Una señora de unos setenta años,
muy gruesa, con cabellos largos y blancos peinados hacia atrás, estaba sentada en un gran sillón con alto respaldo, una especie de trono de terciopelo rojo.
Miraba fijamente a una imagen de piedra colocada en un altar cubierto de
flores y un cirio encendido a cada lado.
—Este es el señor del que le he
hablado, madre... —dijo mi patrona.
Entonces la anciana se giró hacia
mí y me dijo estas palabras:
—Vas a encontrar un trabajo para
mucho tiempo al lado de tu casa, ya no tendrás que vivir solo y apartado de tu
familia.
Yo me quedé pasmado, no me
esperaba esto. No creía en esas cosas pero por respeto no lo confesé. Sólo se
me ocurrió preguntar:
— Ojalá sea verdad. ¿Le debo
algo, señor
— A mí, nada. Págaselo a la
Señora.
— ¿Qué Señora? ¿No es usted?
—No; la Señora es la Virgen de
la Cabeza. Si cree que debe estarle agradecido, vaya a verla al Santuario y
ofrézcale un ramo de flores.
Dicho esto, volvió a quedarse
mirando fija al a imagen. Su hija me tomó del brazo y me invitó a salir.

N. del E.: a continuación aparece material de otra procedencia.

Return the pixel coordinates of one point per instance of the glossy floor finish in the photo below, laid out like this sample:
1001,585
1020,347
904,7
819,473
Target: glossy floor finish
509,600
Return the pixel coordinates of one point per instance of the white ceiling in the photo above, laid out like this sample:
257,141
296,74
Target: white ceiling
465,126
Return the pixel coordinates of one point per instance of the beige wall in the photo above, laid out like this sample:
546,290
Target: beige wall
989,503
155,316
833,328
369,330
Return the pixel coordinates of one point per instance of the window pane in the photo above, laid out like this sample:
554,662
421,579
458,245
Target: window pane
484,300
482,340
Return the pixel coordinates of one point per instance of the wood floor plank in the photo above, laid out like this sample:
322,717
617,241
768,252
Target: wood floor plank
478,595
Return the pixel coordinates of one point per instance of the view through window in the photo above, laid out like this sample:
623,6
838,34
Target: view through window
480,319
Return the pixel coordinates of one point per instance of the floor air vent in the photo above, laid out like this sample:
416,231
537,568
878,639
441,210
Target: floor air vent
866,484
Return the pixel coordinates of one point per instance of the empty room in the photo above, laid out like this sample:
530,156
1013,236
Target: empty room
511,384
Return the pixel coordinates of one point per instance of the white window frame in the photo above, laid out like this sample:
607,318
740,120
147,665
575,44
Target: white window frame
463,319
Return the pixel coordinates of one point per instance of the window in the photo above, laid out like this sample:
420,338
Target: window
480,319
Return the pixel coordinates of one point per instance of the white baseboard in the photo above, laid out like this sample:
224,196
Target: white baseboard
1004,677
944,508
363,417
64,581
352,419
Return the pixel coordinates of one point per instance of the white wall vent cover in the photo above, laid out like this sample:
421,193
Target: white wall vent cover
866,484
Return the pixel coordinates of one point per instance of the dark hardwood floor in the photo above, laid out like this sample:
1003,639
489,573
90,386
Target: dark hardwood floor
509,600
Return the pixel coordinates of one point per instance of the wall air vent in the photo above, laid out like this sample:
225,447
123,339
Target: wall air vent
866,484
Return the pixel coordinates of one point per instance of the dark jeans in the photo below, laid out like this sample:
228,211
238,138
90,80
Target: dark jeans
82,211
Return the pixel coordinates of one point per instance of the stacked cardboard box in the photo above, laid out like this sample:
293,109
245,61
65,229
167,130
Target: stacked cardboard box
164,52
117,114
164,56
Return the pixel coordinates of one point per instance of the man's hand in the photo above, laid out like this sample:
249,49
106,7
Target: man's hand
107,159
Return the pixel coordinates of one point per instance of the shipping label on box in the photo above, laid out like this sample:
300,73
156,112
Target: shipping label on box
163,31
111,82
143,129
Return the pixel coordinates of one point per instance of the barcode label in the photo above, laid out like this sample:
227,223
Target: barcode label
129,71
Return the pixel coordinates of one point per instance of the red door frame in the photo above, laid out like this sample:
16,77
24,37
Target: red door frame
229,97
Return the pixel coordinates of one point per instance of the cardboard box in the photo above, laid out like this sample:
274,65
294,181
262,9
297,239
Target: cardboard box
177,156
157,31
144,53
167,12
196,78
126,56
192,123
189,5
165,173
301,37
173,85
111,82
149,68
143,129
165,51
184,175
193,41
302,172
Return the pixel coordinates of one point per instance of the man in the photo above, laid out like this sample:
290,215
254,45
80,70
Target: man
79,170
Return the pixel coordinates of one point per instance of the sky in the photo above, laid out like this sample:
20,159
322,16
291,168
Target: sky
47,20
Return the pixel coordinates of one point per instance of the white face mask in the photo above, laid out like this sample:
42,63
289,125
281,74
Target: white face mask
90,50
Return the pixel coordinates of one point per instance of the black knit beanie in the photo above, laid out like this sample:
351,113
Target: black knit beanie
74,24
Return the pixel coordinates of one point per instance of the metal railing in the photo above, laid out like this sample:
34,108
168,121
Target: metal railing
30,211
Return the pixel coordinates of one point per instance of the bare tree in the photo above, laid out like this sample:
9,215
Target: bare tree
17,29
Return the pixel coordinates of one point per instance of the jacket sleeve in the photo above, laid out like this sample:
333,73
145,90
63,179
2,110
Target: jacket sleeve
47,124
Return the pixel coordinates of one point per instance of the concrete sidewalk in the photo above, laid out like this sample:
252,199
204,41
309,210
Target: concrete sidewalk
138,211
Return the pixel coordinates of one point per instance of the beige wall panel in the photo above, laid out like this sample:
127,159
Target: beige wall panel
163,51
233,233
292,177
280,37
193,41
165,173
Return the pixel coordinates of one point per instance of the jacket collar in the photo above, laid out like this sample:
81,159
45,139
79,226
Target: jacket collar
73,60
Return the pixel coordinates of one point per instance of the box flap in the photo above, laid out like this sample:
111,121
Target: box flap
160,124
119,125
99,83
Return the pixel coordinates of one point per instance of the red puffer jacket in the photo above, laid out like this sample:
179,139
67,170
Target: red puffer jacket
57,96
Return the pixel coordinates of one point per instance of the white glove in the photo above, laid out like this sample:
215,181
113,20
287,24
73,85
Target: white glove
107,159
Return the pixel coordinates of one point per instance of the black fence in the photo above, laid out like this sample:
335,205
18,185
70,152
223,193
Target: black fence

Al día siguiente, tras abonar mis
gastos, me monté en mi SIMCA 1000 y regresé a El Puerto.
Apenas había pasado una semana desde que llegué a mi casa
cuando me llamaron por teléfono. Era una empresa de contenedores que hacía un
año se había instalado en El Puerto, a la que yo había enviado una solicitud varios meses antes. Querían entrevistarme para ocupar, previo examen, un puesto de
jefe de equipo y supervisor de seguridad en la cadena de montajes.

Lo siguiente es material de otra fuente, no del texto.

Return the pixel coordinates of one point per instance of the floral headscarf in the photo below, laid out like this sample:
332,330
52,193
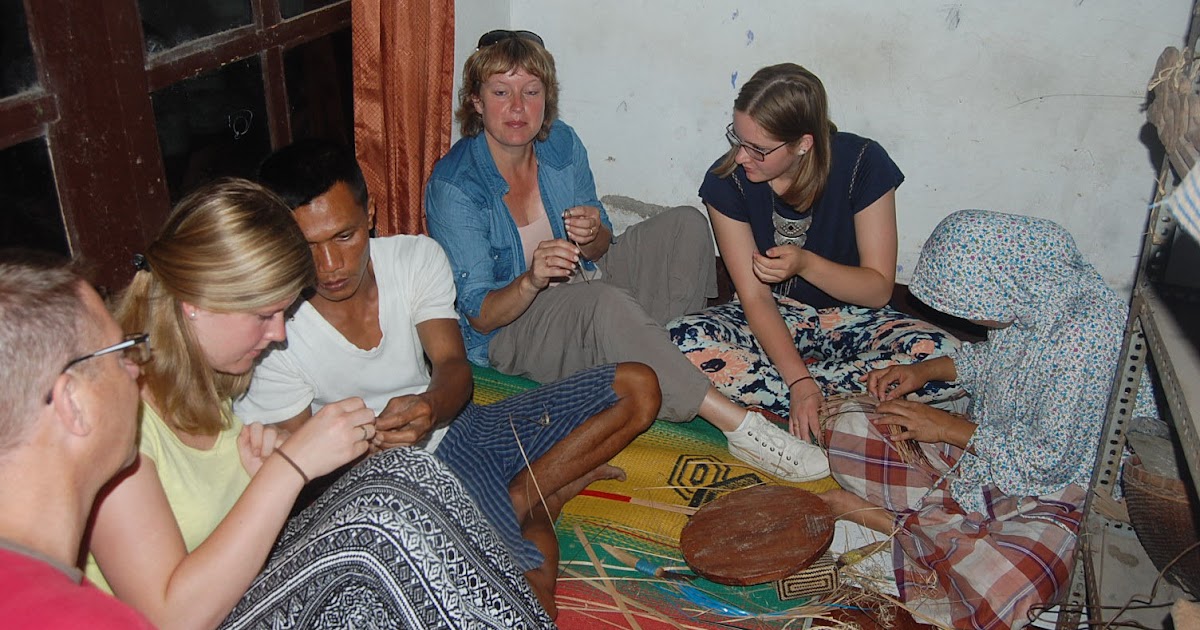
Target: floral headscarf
1039,387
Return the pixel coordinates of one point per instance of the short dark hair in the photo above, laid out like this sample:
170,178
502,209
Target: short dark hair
306,169
43,323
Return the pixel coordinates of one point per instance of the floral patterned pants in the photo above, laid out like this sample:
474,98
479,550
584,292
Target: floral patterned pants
839,346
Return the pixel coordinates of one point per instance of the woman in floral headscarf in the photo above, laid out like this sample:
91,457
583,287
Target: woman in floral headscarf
988,503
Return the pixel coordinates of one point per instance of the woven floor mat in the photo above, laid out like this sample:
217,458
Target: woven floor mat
670,467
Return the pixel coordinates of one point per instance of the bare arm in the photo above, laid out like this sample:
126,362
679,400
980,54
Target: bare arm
293,424
141,550
450,381
553,259
736,243
408,419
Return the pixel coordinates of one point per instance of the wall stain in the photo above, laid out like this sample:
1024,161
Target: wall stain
953,16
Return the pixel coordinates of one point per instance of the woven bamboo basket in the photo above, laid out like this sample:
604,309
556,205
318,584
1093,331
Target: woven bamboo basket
1164,517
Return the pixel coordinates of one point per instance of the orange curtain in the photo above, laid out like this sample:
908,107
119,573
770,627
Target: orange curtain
403,90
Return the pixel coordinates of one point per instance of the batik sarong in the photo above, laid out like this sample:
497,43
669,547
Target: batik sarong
839,345
989,569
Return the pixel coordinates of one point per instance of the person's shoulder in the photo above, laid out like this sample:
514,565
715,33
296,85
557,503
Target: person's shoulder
403,246
845,142
558,149
40,595
406,253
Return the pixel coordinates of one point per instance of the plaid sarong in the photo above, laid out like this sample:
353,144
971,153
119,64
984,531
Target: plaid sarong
988,569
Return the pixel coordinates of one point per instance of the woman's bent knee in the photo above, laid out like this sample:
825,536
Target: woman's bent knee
639,383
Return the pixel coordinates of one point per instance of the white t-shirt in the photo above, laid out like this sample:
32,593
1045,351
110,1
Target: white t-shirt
319,366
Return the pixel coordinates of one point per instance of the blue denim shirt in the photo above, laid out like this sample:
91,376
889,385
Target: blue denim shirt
466,213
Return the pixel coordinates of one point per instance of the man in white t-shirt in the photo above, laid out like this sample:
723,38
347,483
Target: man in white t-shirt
69,423
382,327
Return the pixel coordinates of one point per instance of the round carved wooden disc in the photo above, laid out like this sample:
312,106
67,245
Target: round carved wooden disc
757,535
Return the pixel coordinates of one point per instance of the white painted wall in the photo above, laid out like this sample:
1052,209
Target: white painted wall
1021,106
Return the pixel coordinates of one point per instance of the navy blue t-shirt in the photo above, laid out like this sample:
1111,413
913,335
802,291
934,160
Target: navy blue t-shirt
832,232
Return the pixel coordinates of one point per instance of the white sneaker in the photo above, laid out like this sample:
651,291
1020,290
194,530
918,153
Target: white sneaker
768,448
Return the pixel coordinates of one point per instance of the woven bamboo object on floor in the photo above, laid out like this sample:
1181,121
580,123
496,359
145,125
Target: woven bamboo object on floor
1165,522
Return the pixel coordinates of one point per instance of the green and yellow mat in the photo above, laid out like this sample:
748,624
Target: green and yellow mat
671,469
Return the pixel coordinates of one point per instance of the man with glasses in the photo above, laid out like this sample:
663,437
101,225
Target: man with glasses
69,403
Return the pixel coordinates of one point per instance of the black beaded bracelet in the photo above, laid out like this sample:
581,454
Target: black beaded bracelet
286,459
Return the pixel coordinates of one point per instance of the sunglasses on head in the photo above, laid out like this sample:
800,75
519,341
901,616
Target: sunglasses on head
501,35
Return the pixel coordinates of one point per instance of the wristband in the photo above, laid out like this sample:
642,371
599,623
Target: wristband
286,459
792,384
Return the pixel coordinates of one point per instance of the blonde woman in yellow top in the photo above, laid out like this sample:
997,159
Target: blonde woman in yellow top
187,537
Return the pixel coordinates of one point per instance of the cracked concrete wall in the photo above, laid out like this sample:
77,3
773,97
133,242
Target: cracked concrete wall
1023,106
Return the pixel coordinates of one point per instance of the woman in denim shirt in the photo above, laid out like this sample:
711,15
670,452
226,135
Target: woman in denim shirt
545,288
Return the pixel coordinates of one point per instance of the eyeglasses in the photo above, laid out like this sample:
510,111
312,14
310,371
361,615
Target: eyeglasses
751,150
135,348
499,35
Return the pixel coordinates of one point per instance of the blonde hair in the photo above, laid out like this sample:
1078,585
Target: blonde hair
43,324
231,246
502,58
790,102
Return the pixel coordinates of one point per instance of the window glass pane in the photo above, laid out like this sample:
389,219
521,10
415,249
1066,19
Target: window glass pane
29,202
17,70
291,9
169,23
213,125
321,88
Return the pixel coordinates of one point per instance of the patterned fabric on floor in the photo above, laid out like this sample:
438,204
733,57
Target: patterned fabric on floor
677,465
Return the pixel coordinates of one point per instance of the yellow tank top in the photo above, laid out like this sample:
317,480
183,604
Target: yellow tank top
201,485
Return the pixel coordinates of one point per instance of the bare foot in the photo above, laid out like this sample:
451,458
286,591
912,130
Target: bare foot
541,582
851,507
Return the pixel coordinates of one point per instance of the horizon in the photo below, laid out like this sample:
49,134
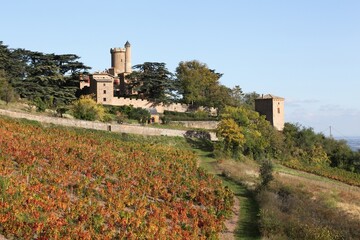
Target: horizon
306,52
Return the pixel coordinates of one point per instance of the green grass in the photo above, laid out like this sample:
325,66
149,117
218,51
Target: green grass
247,228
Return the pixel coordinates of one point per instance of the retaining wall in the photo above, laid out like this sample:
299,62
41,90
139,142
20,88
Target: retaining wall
121,128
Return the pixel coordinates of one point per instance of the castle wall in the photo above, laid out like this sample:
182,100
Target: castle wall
199,124
121,128
265,107
278,114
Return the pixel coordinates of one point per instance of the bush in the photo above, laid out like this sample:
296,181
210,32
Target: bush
86,108
266,170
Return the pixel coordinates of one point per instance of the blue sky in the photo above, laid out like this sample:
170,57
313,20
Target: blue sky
307,51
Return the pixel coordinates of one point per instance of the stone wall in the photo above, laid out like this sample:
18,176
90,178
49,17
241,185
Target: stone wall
121,101
121,128
198,124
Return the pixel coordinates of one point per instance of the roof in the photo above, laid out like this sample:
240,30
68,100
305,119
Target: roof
269,96
153,111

Me contrataron y permanecí en la
empresa durante seis años. La empresa estaba a dos kilómetros de mi casa, podía
venir a comer con mi familia todos los días.
Pensé muchas veces en aquella
familia de Córdoba, y me preguntaba si había sido casualidad o en verdad la
Virgen de la Cabeza tenía algo que ver. Pero me prometí ir a visitar el Santuario cuando tuviese ocasión y llevarle flores a la Virgen. Pero el tiempo
fue pasando, yo trabajaba donde me salía trabajo, tal como hacía antes, y fui
olvidando mi promesa.
Dieciocho años después, mi hijo
me hizo abuelo y mi esposa y yo fuimos a Guadalajara a conocer a Iván, nuestro
nieto. Al pasar por Andújar vi un cartel que señalaba la carretera del Santuario
de la Virgen de la Cabeza. Impulsivamente salí de la autovía de Andalucía y me
dirigí hacia él.
Sólo estaba a 40 kilómetros, pero
la carretera era tan estrecha y con tanta pendiente, que se me hizo larga como
si hubiese recorrido cien. Visitamos el histórico lugar, que sólo conocía por haber
leído un libro sobre el famoso asedio del Santuario por el ejército republicano
durante la Guerra Civil, y deposité a los pies de la imagen de la Virgen un ramo de flores. Promesa cumplida.
Volví al Santuario años después expresamente para visitarlo todo bien. Pasamos un bonito día. Después de visitar el Santuario bajamos a Andújar y como estábamos ya cansados para viajar hasta El Puerto, nos quedamos en el hotel restaurante "El Botijo", una delicia de establecimiento.